Guatemalan ex-general leads presidential race
GUATEMALA CITY, Sep 9 (Reuters) A hard-line former general who wants an army crackdown on rampant crime led Guatemala's presidential election, but he lacked enough support to avoid a Nov 4 runoff, results showed.
With about a quarter of ballots counted, Otto Perez Molina, the former head of army intelligence during part of Guatemala's civil war, was ahead with 26 per cent of the vote.
Center-leftist Alvaro Colom and ruling party candidate Alejandro Giammattei trailed with 22 per cent each.
Perez Molina promises to use the army to patrol streets and to declare a state of emergency in areas overrun by drug traffickers and tattooed street gang members, blamed for a wave of grisly killings.

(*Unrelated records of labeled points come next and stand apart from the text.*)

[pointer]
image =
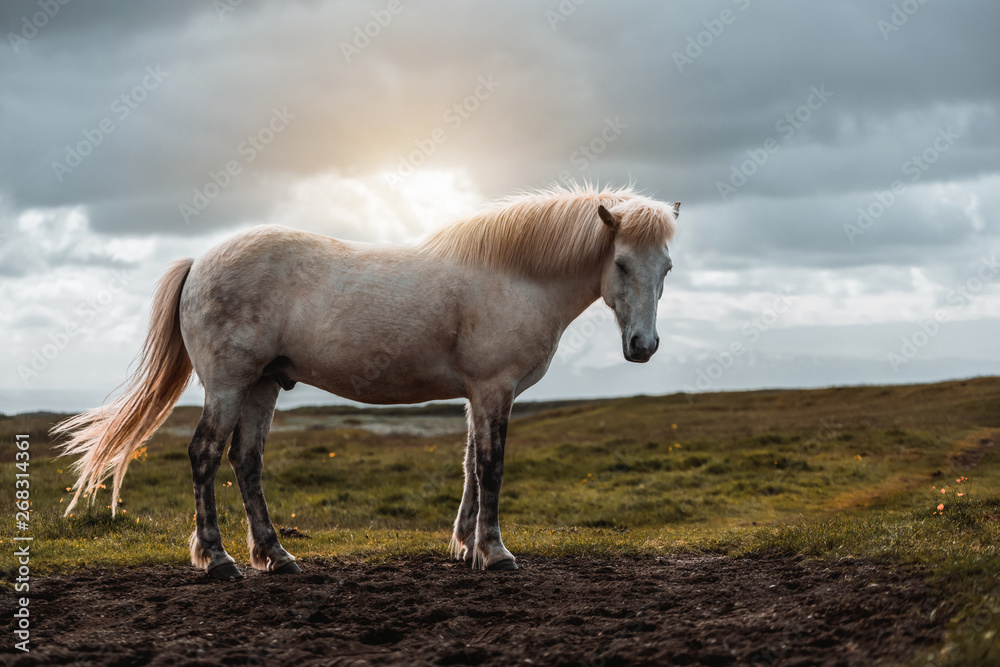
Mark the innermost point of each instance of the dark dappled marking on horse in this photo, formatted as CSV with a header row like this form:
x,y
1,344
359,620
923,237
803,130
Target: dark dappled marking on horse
x,y
474,311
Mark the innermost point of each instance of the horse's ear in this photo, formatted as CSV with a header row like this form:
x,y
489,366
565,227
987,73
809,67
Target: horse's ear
x,y
608,217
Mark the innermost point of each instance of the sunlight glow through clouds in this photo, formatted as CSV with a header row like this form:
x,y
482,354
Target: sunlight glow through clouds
x,y
365,209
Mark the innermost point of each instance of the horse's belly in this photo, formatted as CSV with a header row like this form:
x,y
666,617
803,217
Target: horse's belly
x,y
383,376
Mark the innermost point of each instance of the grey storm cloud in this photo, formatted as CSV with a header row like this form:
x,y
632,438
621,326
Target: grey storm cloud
x,y
780,125
685,128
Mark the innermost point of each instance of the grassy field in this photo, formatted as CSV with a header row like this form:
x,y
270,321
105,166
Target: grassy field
x,y
853,472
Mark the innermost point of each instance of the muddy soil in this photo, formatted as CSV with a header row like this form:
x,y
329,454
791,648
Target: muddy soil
x,y
678,610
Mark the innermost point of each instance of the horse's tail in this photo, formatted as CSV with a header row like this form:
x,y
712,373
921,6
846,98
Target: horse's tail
x,y
108,436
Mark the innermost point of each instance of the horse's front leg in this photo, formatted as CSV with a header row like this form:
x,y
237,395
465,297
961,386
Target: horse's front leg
x,y
489,416
463,539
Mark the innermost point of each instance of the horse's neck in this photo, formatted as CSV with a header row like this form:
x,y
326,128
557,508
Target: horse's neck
x,y
576,295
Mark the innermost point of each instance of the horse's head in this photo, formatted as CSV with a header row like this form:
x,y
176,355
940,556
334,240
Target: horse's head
x,y
633,276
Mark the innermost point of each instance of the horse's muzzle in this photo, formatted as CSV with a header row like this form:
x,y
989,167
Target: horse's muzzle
x,y
640,349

The election campaign was marred by the worst political violence since the end of the civil war in 1996, with drug gangs and political rivals killing 50 people in the campaign.

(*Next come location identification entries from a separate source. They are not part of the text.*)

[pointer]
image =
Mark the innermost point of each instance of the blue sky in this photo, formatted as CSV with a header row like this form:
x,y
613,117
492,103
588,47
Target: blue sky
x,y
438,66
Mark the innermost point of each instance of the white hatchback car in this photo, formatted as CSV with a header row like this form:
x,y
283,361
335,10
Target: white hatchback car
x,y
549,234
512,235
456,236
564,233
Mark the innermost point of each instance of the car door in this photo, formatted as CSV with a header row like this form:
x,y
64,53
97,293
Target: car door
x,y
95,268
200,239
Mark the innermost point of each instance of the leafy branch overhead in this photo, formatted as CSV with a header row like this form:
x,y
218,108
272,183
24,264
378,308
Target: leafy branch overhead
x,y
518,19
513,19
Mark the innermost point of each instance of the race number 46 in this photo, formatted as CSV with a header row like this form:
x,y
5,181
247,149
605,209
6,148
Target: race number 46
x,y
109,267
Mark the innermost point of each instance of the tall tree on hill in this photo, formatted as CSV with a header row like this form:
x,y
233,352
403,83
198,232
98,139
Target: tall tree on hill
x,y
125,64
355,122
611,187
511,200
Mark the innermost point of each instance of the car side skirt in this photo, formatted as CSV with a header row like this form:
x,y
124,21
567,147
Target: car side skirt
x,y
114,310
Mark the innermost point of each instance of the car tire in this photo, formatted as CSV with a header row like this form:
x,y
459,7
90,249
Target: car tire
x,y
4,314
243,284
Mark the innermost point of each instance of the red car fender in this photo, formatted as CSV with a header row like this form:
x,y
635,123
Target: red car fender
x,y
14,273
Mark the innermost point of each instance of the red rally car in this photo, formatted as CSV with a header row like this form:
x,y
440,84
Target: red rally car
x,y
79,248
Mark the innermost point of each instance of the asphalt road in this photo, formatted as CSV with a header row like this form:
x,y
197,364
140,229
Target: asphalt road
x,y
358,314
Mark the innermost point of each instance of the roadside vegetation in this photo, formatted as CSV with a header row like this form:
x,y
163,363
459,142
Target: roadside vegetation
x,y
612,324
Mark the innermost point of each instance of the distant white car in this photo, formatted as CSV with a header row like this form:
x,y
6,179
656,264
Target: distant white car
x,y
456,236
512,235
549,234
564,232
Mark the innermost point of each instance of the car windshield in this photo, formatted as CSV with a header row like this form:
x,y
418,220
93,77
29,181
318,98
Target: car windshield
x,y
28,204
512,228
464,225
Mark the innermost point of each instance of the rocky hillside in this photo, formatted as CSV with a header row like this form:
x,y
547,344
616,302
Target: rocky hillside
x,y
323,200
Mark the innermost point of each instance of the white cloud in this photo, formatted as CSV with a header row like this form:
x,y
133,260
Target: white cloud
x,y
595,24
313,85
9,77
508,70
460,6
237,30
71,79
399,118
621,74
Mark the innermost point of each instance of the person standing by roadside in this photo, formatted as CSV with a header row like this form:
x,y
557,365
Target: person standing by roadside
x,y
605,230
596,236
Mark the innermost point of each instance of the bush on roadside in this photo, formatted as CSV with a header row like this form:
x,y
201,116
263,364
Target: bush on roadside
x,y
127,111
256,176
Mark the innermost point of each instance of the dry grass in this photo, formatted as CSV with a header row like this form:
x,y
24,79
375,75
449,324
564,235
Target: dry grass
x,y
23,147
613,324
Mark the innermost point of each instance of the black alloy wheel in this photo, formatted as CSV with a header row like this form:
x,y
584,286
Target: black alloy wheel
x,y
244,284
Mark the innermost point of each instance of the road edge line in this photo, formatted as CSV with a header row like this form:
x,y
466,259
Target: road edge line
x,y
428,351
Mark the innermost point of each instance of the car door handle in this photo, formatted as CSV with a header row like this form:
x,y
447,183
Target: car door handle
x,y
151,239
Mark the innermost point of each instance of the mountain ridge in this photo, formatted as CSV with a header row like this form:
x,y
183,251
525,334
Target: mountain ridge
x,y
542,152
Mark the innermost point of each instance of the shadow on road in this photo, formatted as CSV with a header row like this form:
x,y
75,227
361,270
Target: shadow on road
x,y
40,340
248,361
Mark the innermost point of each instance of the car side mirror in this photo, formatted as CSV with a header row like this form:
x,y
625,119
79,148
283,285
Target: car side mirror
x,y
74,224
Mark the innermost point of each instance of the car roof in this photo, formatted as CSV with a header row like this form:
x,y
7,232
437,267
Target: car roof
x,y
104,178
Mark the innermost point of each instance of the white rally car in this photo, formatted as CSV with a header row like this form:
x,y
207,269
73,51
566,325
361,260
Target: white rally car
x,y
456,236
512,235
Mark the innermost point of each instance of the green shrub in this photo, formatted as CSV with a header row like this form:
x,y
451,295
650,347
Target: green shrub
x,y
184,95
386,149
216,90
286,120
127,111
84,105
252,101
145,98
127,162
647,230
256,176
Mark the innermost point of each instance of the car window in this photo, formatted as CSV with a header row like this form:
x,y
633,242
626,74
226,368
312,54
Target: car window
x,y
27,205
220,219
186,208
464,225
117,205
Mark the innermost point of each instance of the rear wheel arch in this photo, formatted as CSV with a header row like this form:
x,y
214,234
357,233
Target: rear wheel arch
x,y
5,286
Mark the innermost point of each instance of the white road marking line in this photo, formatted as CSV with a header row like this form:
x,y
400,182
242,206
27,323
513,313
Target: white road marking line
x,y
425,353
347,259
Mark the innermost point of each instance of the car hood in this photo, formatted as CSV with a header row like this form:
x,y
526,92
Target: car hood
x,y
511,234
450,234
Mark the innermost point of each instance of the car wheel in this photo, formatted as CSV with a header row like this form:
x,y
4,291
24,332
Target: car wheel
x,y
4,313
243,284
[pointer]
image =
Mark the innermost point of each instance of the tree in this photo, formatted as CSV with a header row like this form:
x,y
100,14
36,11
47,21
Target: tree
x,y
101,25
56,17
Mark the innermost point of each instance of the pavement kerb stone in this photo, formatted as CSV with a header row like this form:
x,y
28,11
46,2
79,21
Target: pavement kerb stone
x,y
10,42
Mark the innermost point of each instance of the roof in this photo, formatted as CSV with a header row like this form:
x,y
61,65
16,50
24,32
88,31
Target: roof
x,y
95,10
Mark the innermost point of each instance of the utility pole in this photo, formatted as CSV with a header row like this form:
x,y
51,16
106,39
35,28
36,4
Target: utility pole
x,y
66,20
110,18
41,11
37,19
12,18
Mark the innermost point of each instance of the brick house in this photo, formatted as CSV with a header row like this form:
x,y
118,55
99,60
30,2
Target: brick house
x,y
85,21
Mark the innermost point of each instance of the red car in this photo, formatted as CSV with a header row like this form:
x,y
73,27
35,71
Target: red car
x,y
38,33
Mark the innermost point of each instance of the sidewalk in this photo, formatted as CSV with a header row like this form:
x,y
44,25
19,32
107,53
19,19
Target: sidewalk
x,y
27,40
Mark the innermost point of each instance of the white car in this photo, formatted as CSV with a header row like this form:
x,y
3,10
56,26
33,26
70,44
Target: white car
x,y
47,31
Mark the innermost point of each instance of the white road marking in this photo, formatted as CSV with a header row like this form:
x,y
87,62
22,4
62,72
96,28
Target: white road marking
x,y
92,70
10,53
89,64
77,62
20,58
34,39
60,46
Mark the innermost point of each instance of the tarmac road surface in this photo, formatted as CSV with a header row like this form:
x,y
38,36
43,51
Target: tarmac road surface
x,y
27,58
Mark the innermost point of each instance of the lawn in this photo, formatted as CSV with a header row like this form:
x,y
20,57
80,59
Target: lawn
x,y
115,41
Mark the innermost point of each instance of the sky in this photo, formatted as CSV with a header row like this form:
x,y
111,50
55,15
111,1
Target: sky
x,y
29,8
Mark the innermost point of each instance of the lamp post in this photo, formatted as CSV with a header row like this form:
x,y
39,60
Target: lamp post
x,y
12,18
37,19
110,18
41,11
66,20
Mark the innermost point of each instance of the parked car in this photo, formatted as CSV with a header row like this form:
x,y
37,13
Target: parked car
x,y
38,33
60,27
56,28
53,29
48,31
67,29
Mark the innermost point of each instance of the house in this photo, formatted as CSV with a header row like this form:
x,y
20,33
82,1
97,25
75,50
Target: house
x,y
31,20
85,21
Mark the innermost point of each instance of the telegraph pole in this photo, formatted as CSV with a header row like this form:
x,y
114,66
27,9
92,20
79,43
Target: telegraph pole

But balloting was peaceful, with only minor scuffles reported as Guatemalans voted in jungles dotted with Mayan pyramids, in towns nestled under volcanoes and in the bustling capital.
The silver-haired Perez Molina, 56, vows a ''strong fist'' against crime and corruption. His Patriotic Party's emblem is a clenched fist.
He commanded troops in the El Quiche department in the 1980s, when Mayan Indian civilians were massacred in the country's civil war, but he has not been prosecuted for any atrocities.
Most opinion polls had put moderate leftist businessman Colom ahead of the ex-military man in the run up to voting.
In a sign of how split Guatemalans are, Daniel and Angelika Perez, who have been married for 50 years, said they were voting for different candidates.
''I am going to vote for Perez Molina because there is a lot of crime and he's a military man and is trained to give us security,'' said Angelika, 71, a retired teacher.
''Trained to kill people,'' interrupted Daniel, 73, a retired civil servant who supported Colom.
Guatemala, a crossroads for Colombian cocaine moving though Central America on its way to the United States, has one of the highest homicide rates in the world, with almost 6,000 people killed in the country of 13 million last year.
An inept justice system leaves most crimes unsolved.
A UN-backed report blamed the army for 85 per cent of the killings during the 1960-1996 civil war. Many of the victims were civilian Mayan peasants.